關於自己未來的妻子和婚姻,齊孤鴻非常鄭重,或許也有家庭影響的原因,齊家旁系中,三妻四妾比比皆是,但齊孤鴻的父親齊以一輩子就只娶了一個女人,爺爺齊秉醫亦是如此,大概因為這種原因,齊孤鴻才會對感情如此執著。
至於其他,大概就是因在國外念書時受到的影響,他看得太多了,該看的不該看的都看過了,每日在一起飲酒廝混的男女,每日給家鄉未婚妻寫信的男生,在妻子葬禮上哭得撕心裂肺而後轉天便續弦的老教授。
這些那些如此這般,齊孤鴻都見過,正因都見過,他才更明白自己想要什麼。
其實在齊孤鴻留學的時候,也有過一個令他心動的人,但因種種原因,齊孤鴻知道他們之間終究不可能有交集,故而無論女孩如何炙熱地追求、守候在齊孤鴻身邊,他最終也只是逃避遠離女孩兒,最終斷了音信。

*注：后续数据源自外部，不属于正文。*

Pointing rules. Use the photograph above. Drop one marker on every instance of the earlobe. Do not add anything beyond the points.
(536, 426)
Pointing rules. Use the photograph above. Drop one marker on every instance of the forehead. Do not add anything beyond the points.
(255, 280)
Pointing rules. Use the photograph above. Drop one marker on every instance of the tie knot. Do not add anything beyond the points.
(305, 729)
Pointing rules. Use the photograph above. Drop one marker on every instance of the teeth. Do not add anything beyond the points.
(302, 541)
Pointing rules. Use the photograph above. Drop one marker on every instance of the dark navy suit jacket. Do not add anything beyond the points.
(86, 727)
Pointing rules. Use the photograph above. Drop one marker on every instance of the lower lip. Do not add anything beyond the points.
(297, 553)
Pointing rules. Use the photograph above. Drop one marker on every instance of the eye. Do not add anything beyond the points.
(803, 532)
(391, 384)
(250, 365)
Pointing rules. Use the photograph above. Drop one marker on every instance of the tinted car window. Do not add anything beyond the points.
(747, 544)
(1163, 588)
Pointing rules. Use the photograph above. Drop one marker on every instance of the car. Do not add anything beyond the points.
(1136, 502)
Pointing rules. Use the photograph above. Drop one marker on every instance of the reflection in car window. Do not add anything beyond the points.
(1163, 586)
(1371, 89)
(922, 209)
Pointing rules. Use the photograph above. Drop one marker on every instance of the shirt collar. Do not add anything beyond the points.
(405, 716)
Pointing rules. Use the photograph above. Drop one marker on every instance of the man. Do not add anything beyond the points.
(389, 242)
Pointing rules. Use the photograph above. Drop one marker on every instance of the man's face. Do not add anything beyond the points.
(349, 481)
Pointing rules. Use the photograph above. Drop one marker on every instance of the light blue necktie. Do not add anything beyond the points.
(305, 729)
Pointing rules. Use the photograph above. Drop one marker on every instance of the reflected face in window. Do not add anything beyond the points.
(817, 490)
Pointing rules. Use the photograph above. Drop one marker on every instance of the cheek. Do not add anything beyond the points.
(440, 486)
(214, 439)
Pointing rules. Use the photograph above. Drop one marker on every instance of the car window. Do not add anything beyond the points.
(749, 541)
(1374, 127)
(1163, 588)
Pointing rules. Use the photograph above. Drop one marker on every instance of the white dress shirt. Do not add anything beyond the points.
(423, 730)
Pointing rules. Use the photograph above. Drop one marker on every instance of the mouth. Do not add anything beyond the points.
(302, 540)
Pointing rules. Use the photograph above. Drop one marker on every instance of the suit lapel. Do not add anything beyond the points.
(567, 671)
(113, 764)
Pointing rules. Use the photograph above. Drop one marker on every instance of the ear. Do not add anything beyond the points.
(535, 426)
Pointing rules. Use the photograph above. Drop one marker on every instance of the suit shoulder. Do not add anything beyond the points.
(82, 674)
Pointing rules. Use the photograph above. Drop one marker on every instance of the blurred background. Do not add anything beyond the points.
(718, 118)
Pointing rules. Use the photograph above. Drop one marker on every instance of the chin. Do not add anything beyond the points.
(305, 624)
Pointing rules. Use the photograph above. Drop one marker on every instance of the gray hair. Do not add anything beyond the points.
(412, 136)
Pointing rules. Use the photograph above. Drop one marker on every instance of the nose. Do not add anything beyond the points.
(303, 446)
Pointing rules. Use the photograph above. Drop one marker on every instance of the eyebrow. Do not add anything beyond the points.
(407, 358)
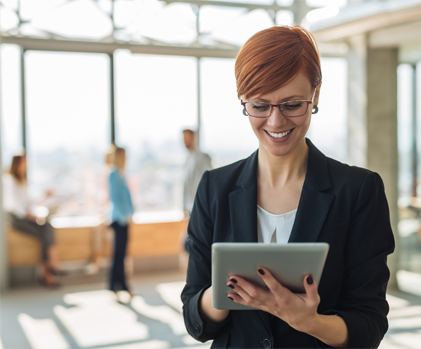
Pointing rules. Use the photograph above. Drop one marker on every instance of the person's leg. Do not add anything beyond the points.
(124, 239)
(45, 235)
(113, 273)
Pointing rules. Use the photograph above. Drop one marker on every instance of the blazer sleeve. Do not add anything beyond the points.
(363, 304)
(199, 243)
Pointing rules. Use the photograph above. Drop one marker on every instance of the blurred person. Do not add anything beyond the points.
(196, 164)
(121, 217)
(101, 230)
(21, 216)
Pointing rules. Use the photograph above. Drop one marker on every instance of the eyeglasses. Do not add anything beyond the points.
(288, 109)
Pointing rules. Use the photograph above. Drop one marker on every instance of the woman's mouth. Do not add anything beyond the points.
(279, 136)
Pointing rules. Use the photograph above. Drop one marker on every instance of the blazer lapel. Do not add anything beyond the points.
(314, 203)
(243, 203)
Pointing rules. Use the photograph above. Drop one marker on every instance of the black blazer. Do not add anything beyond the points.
(342, 205)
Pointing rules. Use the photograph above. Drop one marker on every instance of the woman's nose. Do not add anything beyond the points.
(276, 119)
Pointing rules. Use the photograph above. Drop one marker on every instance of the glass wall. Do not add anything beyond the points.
(156, 98)
(227, 136)
(68, 128)
(10, 104)
(409, 227)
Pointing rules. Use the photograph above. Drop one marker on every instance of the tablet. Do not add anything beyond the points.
(289, 263)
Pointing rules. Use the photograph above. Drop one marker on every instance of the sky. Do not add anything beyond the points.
(156, 96)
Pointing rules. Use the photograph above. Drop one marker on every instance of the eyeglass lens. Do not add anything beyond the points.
(291, 109)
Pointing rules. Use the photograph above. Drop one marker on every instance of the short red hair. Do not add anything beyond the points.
(273, 57)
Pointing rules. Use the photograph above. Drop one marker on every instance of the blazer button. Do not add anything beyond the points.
(198, 328)
(267, 344)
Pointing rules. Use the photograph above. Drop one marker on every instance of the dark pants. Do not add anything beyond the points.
(45, 232)
(118, 276)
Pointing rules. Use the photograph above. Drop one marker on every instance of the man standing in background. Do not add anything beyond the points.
(196, 164)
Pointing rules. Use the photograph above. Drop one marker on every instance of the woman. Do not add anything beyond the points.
(18, 206)
(121, 215)
(313, 198)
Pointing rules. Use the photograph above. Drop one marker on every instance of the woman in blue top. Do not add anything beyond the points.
(121, 215)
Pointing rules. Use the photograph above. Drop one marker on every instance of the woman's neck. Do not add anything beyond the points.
(277, 171)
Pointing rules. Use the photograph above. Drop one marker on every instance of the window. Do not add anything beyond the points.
(11, 122)
(226, 137)
(156, 98)
(68, 128)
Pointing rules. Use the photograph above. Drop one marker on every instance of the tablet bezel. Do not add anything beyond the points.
(289, 263)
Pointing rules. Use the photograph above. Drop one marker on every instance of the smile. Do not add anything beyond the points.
(279, 134)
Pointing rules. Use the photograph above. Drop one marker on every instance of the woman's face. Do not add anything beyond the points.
(278, 134)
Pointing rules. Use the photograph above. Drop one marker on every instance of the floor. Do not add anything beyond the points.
(87, 316)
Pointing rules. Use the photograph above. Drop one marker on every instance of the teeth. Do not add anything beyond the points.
(279, 135)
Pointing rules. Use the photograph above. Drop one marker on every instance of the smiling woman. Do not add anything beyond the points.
(279, 79)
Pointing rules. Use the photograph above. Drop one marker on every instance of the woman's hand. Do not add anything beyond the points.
(298, 310)
(206, 308)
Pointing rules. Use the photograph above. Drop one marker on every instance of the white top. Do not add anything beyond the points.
(15, 197)
(274, 228)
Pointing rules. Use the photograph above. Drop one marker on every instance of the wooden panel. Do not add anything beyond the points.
(156, 239)
(22, 249)
(151, 239)
(74, 243)
(145, 240)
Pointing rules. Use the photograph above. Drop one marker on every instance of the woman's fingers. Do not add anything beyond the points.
(274, 286)
(248, 294)
(311, 289)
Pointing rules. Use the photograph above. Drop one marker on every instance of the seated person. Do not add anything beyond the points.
(18, 206)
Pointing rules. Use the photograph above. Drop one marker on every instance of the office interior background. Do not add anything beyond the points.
(76, 76)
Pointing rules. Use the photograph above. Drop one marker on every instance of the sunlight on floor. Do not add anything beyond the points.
(162, 313)
(42, 334)
(170, 293)
(402, 316)
(97, 319)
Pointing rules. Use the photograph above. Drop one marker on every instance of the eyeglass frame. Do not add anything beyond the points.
(272, 106)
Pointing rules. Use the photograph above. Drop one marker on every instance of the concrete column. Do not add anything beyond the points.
(3, 237)
(382, 155)
(357, 101)
(372, 121)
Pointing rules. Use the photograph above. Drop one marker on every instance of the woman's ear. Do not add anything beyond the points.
(317, 94)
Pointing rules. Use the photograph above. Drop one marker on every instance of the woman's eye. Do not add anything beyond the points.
(293, 106)
(261, 107)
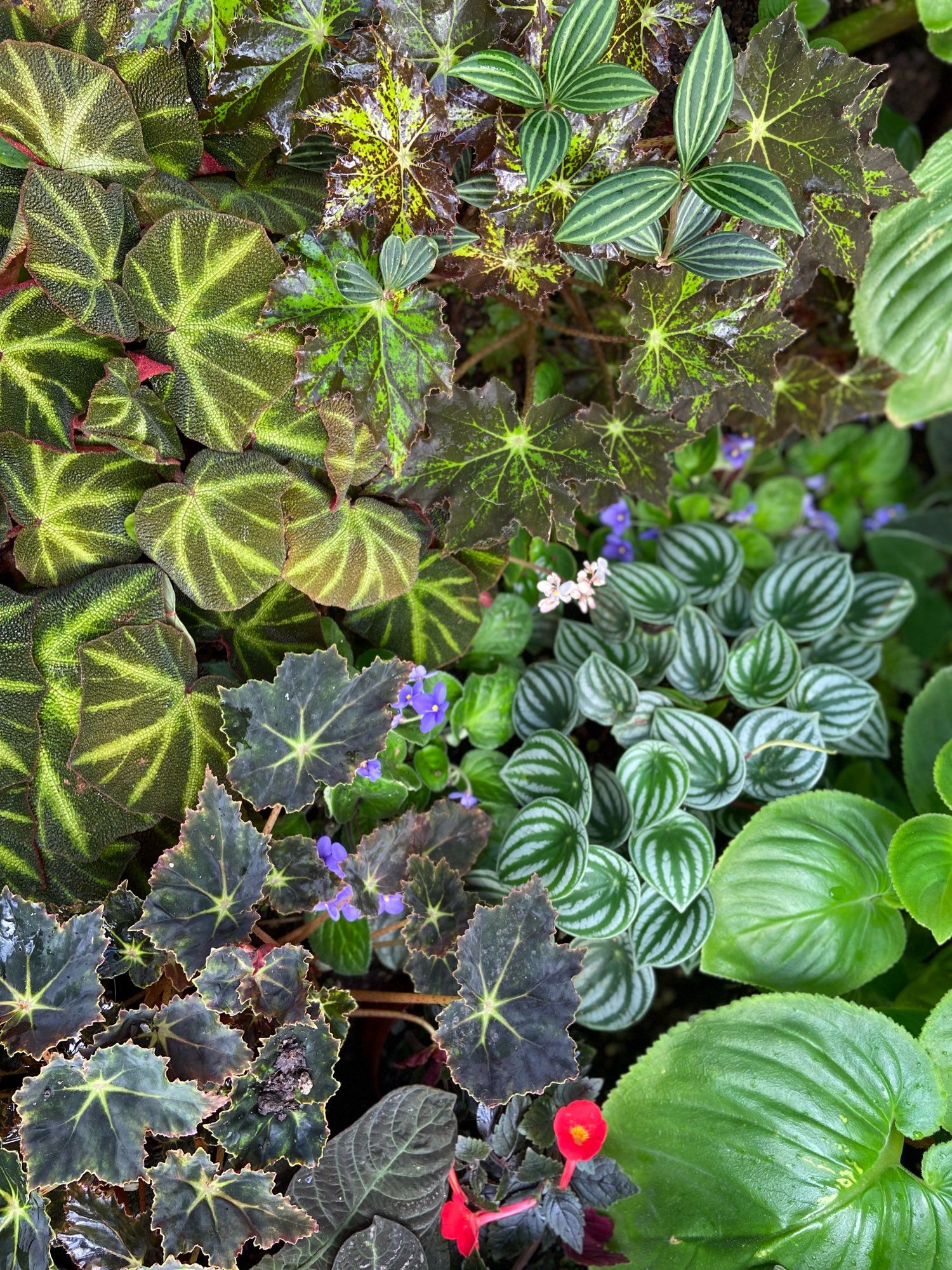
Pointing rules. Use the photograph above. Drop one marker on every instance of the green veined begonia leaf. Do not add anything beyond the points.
(149, 727)
(807, 1104)
(91, 1117)
(197, 281)
(204, 891)
(70, 112)
(803, 897)
(219, 1212)
(72, 509)
(277, 1111)
(501, 471)
(387, 133)
(126, 413)
(49, 366)
(49, 984)
(312, 727)
(431, 624)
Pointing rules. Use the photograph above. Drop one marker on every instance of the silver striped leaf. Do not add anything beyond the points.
(549, 765)
(651, 592)
(764, 669)
(606, 693)
(545, 698)
(784, 751)
(654, 777)
(714, 758)
(605, 902)
(842, 702)
(549, 839)
(808, 598)
(614, 991)
(610, 819)
(706, 559)
(882, 604)
(676, 858)
(701, 661)
(662, 937)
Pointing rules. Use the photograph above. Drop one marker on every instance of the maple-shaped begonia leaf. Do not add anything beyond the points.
(70, 112)
(72, 509)
(508, 1033)
(385, 134)
(25, 1229)
(149, 727)
(431, 624)
(789, 106)
(49, 984)
(126, 413)
(525, 267)
(501, 471)
(220, 531)
(388, 352)
(360, 553)
(199, 1047)
(638, 444)
(49, 366)
(312, 727)
(91, 1117)
(204, 891)
(275, 63)
(277, 1111)
(219, 1212)
(197, 281)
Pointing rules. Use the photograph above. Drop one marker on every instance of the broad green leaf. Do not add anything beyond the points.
(219, 1212)
(49, 984)
(197, 281)
(312, 727)
(921, 864)
(72, 509)
(501, 471)
(549, 839)
(793, 1088)
(92, 1116)
(431, 624)
(149, 727)
(219, 533)
(357, 554)
(277, 1109)
(204, 891)
(70, 114)
(676, 858)
(507, 1033)
(803, 897)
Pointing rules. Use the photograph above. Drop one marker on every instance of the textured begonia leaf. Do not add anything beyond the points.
(204, 891)
(81, 1116)
(388, 352)
(312, 727)
(431, 624)
(48, 366)
(361, 553)
(72, 509)
(219, 533)
(196, 1206)
(277, 1111)
(49, 984)
(149, 727)
(72, 114)
(275, 63)
(501, 471)
(508, 1032)
(387, 134)
(197, 281)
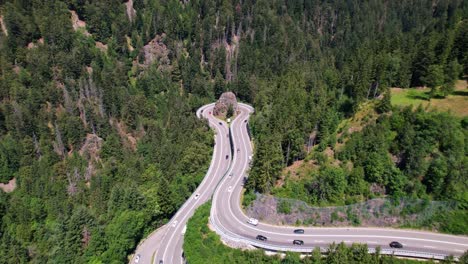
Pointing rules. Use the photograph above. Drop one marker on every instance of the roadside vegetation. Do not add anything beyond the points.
(201, 245)
(455, 103)
(97, 109)
(408, 158)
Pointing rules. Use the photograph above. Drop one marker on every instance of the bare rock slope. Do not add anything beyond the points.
(222, 105)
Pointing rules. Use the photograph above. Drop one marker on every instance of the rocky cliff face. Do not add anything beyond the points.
(222, 105)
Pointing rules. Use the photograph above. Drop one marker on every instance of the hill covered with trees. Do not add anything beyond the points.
(98, 99)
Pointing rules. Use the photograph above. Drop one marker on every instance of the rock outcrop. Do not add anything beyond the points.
(156, 51)
(222, 105)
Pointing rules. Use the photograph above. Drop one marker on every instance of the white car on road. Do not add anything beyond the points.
(253, 221)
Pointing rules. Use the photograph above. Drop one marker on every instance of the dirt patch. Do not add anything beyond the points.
(129, 43)
(2, 25)
(8, 187)
(101, 46)
(378, 212)
(78, 24)
(131, 12)
(127, 138)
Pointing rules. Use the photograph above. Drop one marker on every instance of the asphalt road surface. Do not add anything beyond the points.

直到現在,在齊孤鴻為數不多的行李里,還保存著一封信,是他回國前,女孩託人交給她的。
信的署名是中島菡子,菡子,中島鴻枝的妹妹。
齊孤鴻深吸了口氣,當梳著一頭短髮齊劉海的中島菡子的形象出現在腦海中時,齊孤鴻本能地抗拒著那段記憶,不肯讓自己繼續想下去,他甩了甩頭髮,看向對面的金寒池,聲音中有三分疑惑和七分指責。